Почти никто не понимал тогда, три года назад, о чем вообще ведет речь в своей повести «Дорле и Вольф» Мартин Вальзер. Литературная критика почти единодушно отвергла эту книгу, но, конечно, не из-за стилистических шероховатостей, которых нельзя не заметить. Генрих Формвег, например, был весьма резок в своей оценке (в «Зюддойче цайтунг»): «Все это, а также многое другое в повести Мартина Вальзера действительно есть и заявляет определенные претензии. И все это никак не смыкается с реальностью, вся немецкая история предана забвению, и остается одно лишь довольно ловкое плетение словес».
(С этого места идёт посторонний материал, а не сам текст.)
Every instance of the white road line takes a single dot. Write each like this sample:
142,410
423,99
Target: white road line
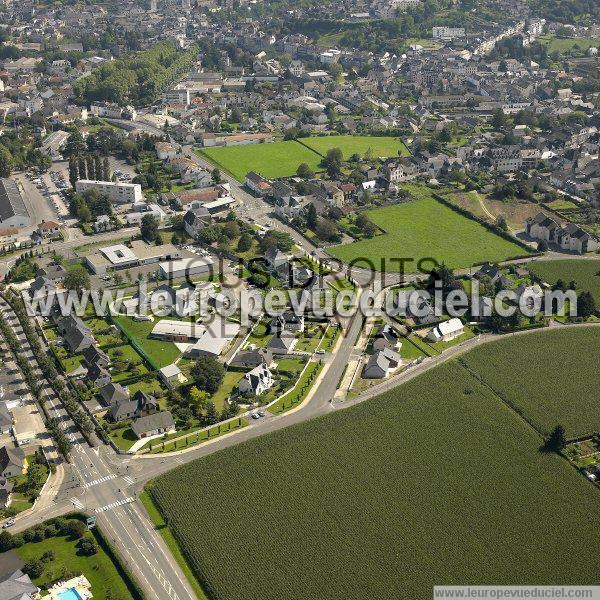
76,503
98,481
114,505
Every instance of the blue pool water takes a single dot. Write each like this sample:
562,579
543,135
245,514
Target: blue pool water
71,594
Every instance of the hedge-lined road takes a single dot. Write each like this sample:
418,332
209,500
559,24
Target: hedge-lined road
99,482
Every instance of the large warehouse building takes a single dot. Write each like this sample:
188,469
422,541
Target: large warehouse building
13,212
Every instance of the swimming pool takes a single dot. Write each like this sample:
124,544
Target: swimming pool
71,594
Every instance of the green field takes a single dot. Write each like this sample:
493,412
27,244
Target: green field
585,273
435,482
357,144
426,228
552,377
99,568
271,160
158,351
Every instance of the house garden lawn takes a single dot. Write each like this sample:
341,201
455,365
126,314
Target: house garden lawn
123,437
425,228
299,388
410,351
436,481
99,569
585,273
228,385
380,146
271,160
160,352
551,376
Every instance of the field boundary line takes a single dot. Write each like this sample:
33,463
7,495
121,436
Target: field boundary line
510,405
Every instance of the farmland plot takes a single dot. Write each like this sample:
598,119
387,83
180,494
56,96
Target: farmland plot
551,376
435,482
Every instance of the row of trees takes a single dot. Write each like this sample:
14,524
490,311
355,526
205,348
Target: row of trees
88,205
90,166
138,78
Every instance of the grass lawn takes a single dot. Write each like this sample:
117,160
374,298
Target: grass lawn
426,228
551,376
585,272
410,351
357,144
300,390
311,337
275,159
123,437
260,336
228,385
435,482
160,352
99,568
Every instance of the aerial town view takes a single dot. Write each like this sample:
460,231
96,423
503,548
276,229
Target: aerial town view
299,300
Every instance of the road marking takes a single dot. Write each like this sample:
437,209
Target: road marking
76,503
98,481
114,505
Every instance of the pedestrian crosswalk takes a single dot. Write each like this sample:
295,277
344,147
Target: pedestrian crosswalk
89,484
114,505
76,503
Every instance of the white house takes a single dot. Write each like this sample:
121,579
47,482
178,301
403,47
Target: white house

Однако именно Вальзер, и никто этого у него не отнимет, был первым и долгое время единственным писателем, открыто выступавшим за то, чтобы немецкий вопрос не был уделом только профессиональных политиков. Еще за десять лет до своей со временем ставшей легендарной мюнхенской речи «Говорить о Германии», произнесенной в октябре 1988 года, выступая в Берген-Энкхайме, он убеждал слушателей в необходимости того, чтобы «рана по имени Германия» не затягивалась, оставалась открытой: «Мы с полным правом могли бы, говорю я, дрожа от собственной смелости, не признавать ФРГ точно так же, как не признаем ГДР».
Сон оказался в руку — Вальзер сам был, вероятно, больше всех поражен тем, как быстро его мечты были поставлены на политическую повестку дня, когда осенью 1989 года дело дошло до переориентации исторического масштаба. В конце 1988 года Вальзер собрал свои выступления и статьи в один том под названием «Говорить о Германии»; а годом позже возникла необходимость в новом, основательно дополненном издании, так как Вальзер, понятно, не мог лишить себя удовольствия насладиться триумфом и наблюдать за преобразованиями в ГДР в качестве свидетеля и комментатора.
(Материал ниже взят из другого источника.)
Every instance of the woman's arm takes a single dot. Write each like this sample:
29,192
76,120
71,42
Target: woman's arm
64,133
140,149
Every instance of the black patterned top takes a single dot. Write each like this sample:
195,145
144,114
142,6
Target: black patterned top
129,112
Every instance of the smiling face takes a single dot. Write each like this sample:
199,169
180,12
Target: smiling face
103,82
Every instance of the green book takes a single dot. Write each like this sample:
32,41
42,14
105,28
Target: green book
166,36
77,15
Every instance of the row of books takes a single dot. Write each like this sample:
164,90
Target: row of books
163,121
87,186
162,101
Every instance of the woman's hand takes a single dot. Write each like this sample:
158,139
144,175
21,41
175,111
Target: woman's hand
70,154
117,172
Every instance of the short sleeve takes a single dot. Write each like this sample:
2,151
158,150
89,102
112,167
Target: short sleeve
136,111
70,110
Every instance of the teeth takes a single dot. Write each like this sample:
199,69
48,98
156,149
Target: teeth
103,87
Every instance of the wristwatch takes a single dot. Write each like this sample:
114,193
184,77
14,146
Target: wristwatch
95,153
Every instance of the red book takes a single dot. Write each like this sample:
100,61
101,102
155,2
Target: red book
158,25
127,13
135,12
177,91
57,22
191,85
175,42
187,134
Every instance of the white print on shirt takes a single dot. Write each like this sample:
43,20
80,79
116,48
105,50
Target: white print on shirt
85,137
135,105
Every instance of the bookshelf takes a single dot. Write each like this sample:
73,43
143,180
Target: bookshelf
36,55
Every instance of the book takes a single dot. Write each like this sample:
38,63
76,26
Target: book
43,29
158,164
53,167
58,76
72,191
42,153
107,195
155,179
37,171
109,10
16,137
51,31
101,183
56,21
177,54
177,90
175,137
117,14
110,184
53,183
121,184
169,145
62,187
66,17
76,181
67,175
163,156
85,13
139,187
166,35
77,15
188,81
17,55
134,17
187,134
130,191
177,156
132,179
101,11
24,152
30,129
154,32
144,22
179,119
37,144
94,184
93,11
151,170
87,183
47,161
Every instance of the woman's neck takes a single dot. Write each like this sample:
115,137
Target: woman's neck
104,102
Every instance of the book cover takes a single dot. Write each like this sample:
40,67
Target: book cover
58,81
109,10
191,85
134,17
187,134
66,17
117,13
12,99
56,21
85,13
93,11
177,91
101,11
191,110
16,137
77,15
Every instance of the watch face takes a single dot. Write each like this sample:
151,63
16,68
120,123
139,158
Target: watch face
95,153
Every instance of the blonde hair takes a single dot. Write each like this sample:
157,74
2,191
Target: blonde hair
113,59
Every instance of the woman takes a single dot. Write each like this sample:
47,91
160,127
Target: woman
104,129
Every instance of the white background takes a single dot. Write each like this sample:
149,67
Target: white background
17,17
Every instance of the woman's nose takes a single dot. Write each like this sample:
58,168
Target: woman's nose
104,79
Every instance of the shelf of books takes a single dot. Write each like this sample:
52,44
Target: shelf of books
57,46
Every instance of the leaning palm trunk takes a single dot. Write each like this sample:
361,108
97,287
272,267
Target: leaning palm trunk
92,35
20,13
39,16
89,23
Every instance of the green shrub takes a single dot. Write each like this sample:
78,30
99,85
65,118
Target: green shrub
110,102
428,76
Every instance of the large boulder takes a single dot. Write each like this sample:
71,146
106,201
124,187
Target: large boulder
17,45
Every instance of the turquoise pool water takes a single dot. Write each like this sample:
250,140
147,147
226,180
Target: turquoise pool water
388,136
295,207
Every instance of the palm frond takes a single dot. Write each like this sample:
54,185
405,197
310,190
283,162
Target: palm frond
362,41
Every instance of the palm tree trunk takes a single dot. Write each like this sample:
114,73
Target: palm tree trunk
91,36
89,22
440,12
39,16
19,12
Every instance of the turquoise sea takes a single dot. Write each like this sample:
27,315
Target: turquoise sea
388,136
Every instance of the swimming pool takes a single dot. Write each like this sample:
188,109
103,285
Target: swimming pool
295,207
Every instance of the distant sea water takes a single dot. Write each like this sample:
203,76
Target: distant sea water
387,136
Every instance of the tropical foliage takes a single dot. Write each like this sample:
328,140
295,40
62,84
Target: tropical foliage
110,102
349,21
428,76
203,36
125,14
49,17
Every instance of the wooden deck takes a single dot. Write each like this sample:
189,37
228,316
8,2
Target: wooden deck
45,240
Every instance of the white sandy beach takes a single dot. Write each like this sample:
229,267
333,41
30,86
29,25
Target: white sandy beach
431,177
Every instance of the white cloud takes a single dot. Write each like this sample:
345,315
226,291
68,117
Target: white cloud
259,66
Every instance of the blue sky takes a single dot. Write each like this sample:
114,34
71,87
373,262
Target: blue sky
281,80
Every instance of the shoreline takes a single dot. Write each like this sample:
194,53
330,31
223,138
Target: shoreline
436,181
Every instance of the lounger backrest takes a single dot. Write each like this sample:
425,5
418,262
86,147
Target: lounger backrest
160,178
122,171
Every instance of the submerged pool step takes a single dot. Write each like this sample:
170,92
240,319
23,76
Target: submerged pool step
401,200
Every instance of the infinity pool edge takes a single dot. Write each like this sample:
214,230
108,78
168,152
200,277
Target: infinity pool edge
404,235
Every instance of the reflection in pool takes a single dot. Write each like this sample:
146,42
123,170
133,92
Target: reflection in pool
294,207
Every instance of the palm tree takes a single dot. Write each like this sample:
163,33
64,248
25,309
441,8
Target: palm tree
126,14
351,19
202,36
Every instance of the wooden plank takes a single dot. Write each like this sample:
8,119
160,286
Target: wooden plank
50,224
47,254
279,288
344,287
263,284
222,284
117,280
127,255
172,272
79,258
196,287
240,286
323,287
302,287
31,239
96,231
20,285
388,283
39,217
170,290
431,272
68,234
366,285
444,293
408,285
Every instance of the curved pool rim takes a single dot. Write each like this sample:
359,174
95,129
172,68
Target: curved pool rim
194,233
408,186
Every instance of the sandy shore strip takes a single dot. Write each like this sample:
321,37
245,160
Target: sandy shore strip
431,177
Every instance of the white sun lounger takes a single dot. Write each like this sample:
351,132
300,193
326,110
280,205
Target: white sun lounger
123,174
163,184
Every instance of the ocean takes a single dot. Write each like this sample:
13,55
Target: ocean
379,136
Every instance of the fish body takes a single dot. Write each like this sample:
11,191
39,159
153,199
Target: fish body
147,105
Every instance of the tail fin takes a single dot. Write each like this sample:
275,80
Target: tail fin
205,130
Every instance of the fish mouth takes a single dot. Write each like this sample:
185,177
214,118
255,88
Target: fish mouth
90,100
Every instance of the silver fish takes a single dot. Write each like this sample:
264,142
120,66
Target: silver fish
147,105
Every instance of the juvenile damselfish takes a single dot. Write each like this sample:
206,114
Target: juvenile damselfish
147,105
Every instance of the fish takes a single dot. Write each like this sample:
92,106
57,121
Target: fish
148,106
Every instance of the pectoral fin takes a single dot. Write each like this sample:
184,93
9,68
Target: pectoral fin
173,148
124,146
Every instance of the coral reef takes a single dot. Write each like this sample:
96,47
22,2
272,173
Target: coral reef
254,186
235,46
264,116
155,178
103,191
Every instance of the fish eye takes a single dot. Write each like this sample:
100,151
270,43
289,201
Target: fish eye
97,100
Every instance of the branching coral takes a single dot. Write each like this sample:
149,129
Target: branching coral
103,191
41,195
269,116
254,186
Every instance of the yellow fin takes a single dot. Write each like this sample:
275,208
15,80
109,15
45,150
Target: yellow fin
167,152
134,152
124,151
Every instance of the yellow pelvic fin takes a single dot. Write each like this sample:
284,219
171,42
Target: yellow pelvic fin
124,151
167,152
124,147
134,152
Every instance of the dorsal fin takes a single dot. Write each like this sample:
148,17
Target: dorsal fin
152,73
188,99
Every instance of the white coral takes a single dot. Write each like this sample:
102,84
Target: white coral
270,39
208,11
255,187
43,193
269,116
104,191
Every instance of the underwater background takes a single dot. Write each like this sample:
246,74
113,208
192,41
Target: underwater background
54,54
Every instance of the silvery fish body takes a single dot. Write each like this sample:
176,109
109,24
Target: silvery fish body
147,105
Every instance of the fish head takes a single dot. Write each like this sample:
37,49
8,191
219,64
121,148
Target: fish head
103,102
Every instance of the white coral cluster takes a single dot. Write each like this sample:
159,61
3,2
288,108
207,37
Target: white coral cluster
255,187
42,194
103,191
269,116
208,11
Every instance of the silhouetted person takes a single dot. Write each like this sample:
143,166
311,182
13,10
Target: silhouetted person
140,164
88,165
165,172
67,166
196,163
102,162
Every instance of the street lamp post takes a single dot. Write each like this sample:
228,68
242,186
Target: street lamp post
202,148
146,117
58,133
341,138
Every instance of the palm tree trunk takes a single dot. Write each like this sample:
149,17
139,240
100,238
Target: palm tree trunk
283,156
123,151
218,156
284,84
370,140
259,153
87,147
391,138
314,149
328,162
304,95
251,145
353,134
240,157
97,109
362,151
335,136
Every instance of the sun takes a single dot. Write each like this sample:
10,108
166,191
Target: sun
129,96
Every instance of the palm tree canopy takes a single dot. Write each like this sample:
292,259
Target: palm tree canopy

Остальные писатели на Востоке и на Западе последовали его примеру: весной 1990 года (то есть, собственно говоря, еще в 80-е годы, если рассуждать чисто арифметически[29]
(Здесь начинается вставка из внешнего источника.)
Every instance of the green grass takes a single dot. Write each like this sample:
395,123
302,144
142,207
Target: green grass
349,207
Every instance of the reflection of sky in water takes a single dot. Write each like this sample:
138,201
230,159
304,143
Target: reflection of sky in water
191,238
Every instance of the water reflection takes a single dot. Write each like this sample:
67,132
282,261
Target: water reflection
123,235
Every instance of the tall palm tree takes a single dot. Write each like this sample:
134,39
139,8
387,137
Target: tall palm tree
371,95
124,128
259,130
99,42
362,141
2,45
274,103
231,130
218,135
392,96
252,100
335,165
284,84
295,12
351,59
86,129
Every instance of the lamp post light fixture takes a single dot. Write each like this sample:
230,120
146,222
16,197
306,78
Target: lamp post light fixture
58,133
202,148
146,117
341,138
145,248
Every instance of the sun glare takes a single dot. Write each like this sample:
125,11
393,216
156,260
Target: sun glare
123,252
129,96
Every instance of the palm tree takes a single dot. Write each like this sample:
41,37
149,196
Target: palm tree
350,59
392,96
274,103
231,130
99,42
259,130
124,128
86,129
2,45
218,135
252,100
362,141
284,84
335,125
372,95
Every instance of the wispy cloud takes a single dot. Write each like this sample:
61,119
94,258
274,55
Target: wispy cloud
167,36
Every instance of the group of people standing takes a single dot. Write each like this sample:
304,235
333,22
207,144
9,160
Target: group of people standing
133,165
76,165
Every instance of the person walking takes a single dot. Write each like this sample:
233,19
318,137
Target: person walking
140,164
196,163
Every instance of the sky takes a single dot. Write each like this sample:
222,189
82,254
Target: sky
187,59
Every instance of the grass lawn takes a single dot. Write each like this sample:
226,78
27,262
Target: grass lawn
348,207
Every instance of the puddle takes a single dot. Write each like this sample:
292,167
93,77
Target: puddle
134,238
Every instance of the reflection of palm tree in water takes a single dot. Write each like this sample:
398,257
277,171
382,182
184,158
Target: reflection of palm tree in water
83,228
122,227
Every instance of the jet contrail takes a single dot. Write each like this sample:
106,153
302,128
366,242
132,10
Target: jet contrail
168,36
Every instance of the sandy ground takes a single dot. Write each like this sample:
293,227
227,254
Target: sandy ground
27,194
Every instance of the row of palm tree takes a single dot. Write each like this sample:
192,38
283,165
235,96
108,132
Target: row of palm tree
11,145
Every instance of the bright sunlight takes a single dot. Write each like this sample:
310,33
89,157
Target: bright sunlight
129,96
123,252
) Вольф Бирман, Гюнтер Грасс, Кристоф Хайн, Штефан Хайм, Хайнер Мюллер, Петер Слотердийк и Криста Вольф опубликовали свои сочинения и беседы, интервью и речи, относящиеся к германской теме, собрав их в более или менее объемистых томах. Хайм обогнал остальных по количеству страниц, поскольку опубликовал почти все свои интервью и телевизионные выступления, которые хотя бы отдаленно касались немецкого вопроса.Удивительно, однако, как много было сочинено за эти месяцы и годы значительных с литературной и исторической точек зрения эссе о Германии, о немецком прошлом и настоящем, о ситуации в ГДР; среди них заслуживает упоминания интереснейшая речь Моники Марон «Я была антифашистским ребенком». Разумеется, многие авторы — в том числе и в Восточной Германии — оставались преимущественно наблюдателями и летописцами происходящего (если они не сотрудничали, как Кристоф Хайн или Криста Вольф, в следственных комиссиях); и в скором времени именно писатели из ГДР почувствовали себя оттесненными в сторону происходящим в их стране процессом, наблюдая за ним с горьким чувством. «Сейчас слово получили политики и экономисты», — написала в феврале этого года в предисловии к своему сборнику «В диалоге» Криста Вольф.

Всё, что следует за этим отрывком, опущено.